Our study was subject to limitations. We excluded cases of stage III melanoma prior to 1988, primarily because cases from these years had incomplete data regarding the number of lymph node metastases that would have made multivariate comparisons prohibitive. Furthermore, while we have good information regarding the type of treatment patients received (surgery, radiation, or both), we do not have data on the appropriateness or adequacy of that treatment for individual patients. It is unlikely, given our sample size, for such deficiencies to play a significant role in our results. Perhaps most significantly, we have no information regarding whether patients received chemotherapy, immunotherapy, biotherapy, or any other adjuvant medical treatment with the exception of radiation therapy, as SEER does not collect these data. Because IFN α-2b has demonstrated recurrence free and OS benefits [2–6], and because use of IFN α-2b has taken place almost entirely within era II, it is also possible that this may have influenced our results. SEER also does not provide important information regarding patients’ past medical history or co-morbidities that may influence OS outcomes [28]. Furthermore, the current AJCC staging system incorporates primary tumor mitotic rate as a prognostic factor [29], but SEER does not record this at present. It is possible that differing mitotic rates between the two eras could have contributed to MSS differences. Similarly, it is not possible to make a perfect multivariate model. It is possible—indeed likely—that additional factors, some as yet unidentified, could have contributed to the MSS differences noted in our study. As indicated previously, some data fields are incomplete in the SEER database. In the spirit of full disclosure, we listed those variables for which data were unknown and included the unknowns in the multivariate analyses.

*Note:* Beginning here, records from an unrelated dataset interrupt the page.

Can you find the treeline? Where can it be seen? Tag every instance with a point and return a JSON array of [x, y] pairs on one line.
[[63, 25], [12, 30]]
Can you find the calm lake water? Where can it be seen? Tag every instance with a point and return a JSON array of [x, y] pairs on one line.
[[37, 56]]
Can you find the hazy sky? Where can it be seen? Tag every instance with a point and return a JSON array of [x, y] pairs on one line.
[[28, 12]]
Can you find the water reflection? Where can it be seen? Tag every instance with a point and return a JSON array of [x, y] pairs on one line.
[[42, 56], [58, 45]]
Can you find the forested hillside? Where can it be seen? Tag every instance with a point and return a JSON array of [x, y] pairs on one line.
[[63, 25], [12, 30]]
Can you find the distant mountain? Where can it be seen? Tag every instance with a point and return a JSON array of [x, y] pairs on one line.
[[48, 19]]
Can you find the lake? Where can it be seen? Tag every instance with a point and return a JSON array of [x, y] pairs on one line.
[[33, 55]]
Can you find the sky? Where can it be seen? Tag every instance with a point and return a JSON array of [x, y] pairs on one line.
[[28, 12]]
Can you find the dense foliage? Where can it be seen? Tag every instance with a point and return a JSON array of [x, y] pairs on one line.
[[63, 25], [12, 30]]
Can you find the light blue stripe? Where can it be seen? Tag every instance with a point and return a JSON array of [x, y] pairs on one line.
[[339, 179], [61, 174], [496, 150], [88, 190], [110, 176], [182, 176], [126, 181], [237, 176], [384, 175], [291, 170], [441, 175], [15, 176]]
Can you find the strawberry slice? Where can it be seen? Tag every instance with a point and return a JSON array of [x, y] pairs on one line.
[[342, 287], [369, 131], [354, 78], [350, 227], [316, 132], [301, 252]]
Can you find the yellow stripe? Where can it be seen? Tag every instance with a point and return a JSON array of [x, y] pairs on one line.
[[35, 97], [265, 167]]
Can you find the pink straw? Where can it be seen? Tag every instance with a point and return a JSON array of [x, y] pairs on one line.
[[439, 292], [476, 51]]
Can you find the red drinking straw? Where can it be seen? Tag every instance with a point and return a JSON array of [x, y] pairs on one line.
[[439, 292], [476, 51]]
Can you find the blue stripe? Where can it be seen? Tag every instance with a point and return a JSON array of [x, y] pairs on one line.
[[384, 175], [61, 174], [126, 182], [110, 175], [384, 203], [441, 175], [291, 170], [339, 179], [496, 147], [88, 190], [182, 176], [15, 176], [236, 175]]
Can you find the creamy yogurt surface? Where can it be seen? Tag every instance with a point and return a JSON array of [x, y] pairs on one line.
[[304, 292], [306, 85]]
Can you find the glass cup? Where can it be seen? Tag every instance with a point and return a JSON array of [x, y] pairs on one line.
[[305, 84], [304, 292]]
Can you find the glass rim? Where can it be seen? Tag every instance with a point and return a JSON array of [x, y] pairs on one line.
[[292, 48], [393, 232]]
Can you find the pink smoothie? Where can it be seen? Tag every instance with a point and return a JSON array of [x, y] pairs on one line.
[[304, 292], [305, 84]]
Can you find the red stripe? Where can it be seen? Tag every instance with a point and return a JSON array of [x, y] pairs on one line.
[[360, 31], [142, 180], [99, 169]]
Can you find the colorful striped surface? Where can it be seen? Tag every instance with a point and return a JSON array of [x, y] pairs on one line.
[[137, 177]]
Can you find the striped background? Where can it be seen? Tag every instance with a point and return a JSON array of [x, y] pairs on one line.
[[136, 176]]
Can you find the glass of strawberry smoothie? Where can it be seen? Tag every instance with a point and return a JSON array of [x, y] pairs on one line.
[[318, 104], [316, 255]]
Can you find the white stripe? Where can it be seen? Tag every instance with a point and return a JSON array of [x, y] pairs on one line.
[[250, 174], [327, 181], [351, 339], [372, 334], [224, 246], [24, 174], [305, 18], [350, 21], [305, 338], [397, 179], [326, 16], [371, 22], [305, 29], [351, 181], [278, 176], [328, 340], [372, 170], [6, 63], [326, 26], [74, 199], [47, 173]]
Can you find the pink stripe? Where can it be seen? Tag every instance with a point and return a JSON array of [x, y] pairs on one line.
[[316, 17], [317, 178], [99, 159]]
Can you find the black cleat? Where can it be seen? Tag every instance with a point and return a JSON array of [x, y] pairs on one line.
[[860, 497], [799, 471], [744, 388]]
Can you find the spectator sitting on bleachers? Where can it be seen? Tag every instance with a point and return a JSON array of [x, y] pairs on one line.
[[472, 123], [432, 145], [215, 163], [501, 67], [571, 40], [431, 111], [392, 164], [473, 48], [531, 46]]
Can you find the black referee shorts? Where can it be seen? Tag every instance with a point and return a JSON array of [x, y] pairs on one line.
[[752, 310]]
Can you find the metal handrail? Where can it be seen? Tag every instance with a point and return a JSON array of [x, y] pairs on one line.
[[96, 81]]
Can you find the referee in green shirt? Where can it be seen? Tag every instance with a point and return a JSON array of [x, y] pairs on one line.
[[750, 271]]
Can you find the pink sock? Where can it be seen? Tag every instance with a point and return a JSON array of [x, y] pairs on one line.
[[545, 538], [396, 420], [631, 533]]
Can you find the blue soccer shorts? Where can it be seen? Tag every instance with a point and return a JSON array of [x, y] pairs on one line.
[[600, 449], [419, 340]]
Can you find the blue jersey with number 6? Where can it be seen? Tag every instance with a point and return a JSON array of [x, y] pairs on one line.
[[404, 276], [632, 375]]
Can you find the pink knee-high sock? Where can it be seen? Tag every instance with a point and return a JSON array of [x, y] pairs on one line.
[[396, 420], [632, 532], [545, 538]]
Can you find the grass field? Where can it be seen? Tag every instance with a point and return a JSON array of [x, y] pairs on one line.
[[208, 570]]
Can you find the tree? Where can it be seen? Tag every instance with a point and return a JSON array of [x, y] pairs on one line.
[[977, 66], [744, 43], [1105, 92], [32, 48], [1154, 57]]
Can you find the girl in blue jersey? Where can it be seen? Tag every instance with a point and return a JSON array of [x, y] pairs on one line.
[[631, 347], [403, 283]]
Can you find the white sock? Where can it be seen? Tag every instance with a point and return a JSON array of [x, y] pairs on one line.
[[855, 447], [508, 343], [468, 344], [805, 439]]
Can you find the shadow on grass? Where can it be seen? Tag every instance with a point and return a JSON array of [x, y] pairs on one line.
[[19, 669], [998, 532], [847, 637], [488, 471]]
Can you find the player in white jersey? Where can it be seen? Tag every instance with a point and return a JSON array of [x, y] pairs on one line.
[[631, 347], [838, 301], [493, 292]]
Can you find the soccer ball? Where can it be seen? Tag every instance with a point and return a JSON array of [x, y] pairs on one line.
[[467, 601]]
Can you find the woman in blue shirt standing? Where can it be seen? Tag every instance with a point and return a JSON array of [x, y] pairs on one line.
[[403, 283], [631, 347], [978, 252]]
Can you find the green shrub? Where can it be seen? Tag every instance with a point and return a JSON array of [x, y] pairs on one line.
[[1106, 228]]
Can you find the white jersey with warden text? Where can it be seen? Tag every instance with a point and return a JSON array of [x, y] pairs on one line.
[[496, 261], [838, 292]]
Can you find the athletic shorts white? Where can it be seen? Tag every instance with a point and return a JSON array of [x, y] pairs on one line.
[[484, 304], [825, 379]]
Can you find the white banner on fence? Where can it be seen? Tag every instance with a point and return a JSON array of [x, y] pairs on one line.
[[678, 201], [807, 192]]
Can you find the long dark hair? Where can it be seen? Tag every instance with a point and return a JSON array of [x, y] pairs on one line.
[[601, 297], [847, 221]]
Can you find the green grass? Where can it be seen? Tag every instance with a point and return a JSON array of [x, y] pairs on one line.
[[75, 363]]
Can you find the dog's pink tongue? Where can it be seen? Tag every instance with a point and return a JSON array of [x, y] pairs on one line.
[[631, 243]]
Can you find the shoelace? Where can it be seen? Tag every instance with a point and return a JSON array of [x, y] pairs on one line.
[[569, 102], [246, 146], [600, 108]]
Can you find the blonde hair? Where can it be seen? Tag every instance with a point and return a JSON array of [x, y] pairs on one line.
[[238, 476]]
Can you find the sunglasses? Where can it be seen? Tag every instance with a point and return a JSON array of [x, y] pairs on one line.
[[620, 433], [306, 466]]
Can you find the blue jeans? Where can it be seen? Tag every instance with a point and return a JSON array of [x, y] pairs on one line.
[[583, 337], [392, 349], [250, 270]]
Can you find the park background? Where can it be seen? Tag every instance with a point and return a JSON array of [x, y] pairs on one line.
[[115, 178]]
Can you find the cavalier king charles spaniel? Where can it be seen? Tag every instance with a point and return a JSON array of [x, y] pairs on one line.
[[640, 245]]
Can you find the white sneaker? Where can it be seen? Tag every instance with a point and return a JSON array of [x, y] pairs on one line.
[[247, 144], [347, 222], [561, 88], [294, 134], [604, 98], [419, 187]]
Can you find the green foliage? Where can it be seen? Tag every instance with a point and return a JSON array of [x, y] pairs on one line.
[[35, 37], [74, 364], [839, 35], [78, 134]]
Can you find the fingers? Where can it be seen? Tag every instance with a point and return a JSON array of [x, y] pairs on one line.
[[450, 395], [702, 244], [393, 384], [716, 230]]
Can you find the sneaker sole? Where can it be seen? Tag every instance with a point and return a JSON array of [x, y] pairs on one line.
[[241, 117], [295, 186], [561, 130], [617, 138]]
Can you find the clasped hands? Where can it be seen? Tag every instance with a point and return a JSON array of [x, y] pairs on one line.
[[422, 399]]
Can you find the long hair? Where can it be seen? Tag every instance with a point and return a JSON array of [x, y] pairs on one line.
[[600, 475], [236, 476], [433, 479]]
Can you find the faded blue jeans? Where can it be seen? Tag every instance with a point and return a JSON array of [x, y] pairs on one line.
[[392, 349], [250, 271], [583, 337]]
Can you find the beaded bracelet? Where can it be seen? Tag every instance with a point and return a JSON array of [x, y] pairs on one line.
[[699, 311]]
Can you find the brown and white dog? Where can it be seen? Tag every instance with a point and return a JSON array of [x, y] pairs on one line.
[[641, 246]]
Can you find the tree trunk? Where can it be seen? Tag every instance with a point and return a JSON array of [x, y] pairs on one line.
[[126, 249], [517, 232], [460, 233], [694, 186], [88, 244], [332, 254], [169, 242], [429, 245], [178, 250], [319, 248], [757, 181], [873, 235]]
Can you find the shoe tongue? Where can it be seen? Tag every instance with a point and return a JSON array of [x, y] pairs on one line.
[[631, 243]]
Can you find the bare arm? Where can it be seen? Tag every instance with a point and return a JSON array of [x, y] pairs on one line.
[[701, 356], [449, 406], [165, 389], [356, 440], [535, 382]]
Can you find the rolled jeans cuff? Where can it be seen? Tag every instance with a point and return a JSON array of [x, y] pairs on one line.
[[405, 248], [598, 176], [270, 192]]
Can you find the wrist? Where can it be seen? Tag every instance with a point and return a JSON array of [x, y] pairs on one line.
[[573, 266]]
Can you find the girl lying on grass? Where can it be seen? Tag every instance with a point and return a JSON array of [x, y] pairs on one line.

SEER data are beneficial in several respects. Population-based data are more readily generalized than single institution studies, which are subject to referral bias. Our study represents a cross section of outcomes at university health centers, rural community hospitals, and regional cancer centers.
Over nearly two decades, melanoma-specific survival, but not overall survival, has improved for AJCC stage III melanoma patients. Stage migration is likely responsible for any improvement in MSS among patients in the most recently diagnosed era, although the increase in use of biologic agents such as interferon alpha may also play a role. New treatments for the management of stage III melanoma are needed, and patients should be encouraged to enter clinical trials.
Acknowledgments
This work was supported by Grant UL1 RR024146 from the National Center for Research Resources (NCRR), a component of the National Institutes of Health (NIH), and NIH Roadmap for Medical Research. The content is solely the responsibility of the authors and does not necessarily represent the official views of the NCRR or NIH. Information on NCRR is available at http://www.ncrr.nih.gov/. Information on Re-engineering the Clinical Research Enterprise can be obtained from http://nihroadmap.nih.gov/clinicalresearch/overview-translational.asp.
Open Access
This article is distributed under the terms of the Creative Commons Attribution Noncommercial License which permits any noncommercial use, distribution, and reproduction in any medium, provided the original author(s) and source are credited.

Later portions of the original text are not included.